I once needed to know a quick back-of-the-envelope timing of a pure operation, so hacked something up quickly rather than going via criterion. The code I wrote was:

main = do
    (t, _) <- duration $ replicateM_ 100 $ action myInput
    print $ t / 100

{-# NOINLINE action #-}
action x = do
    evaluate $ myOperation x
    return ()

Reading from top to bottom, it takes the time of running action 100 times and prints it out. I deliberately engineered the code so that GHC couldn't optimise it so myOperation was run only once. As examples of the defensive steps I took:

  • The action function is marked NOINLINE. If action was inlined then myOperation x could be floated up and only run once.
  • The myInput is given as an argument to action, ensuring it can't be applied to myOperation at compile time.
  • The action is in IO so the it has to be rerun each time.
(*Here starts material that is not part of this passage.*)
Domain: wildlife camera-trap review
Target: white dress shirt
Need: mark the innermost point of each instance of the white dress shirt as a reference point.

Alas, GHC still had one trick up its sleeve, and it wasn't even an optimisation - merely the definition of evaluation. The replicateM_ function takes action myInput, which is evaluated once to produce a value of type IO (), and then runs that IO () 100 times. Unfortunately, in my benchmark myOperation x is actually evaluated in the process of creating the IO (), not when running the IO (). The fix was simple:

action x = do
    _ <- return ()
    evaluate $ myOperation x
    return ()

Which roughly desugars to to:

return () >>= \_ -> evaluate (myOperation x)

Now the IO produced has a lambda inside it, and my benchmark runs 100 times. However, at -O2 GHC used to manage to break this code once more, by lifting myOperation x out of the lambda, producing:

let y = myOperation x in return () >>= \_ -> evaluate y

Now myOperation runs just once again. I finally managed to defeat GHC by lifting the input into IO, giving:

action x = do
    evaluate . myOperation =<< x
    return ()

Now the input x is itself in IO, so myOperation can't be hoisted.

I originally wrote this post a very long time ago, and back then GHC did lift myOperation out from below the lambda. But nowadays it doesn't seem to do so (quite possibly because doing so might cause a space leak). However, there's nothing that promises GHC won't learn this trick again in the future.